Daviken Studnicki-Gizbert, “Treasure and Commonwealth in the Long Political History of Mining in Latin America”
Wednesday, October 3, 2012, 4:30-6:30 pm
Harbour Centre Campus, Room 1600, Simon Fraser University, 515 West Hastings Street
Across Latin America a broad range of socio-ecological movements are advancing what seem to be new and radical claims to popular resource sovereignty, claiming rights of regard and control over classes of natural objects – rivers, forests, and underground mineral deposits – that have long been categorized as the patrimony of the state. The paper places these claims within a long-term historical perspective.
Focusing on mining, it describes the engagements between state-centered and popular politics during successive mining booms in the colonial, national and Neoliberal periods. “Treasure” and “Commonwealth” denote here the ideologies and political practices that confronted one other over key issues such as title, distributive justice, and subsidiary claims to other natural objects like water, forests and land.

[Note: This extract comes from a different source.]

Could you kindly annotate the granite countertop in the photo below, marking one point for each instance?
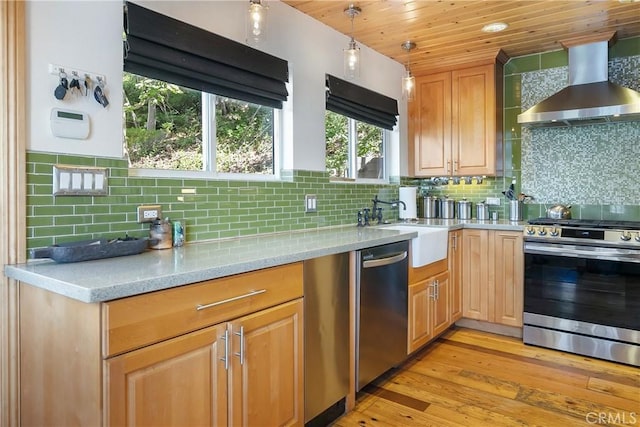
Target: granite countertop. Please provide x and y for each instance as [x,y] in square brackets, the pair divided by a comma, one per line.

Daviken Studnicki-Gizbert teaches Latin American and environmental history at McGill University. His main research interest is the history of extractivism in Latin America, which he is exploring in a book-length study of mining in San Luis Potosí, Mexico, as well as a comparative study of the social production of time and territory among the Ngöbé of Panama and the Innu of the Labrador Plateau. Since 2007 he has acted as coordinator of MICLA, a joint student-faculty research collective based at McGill that examines contemporary Canadian mining in Latin America.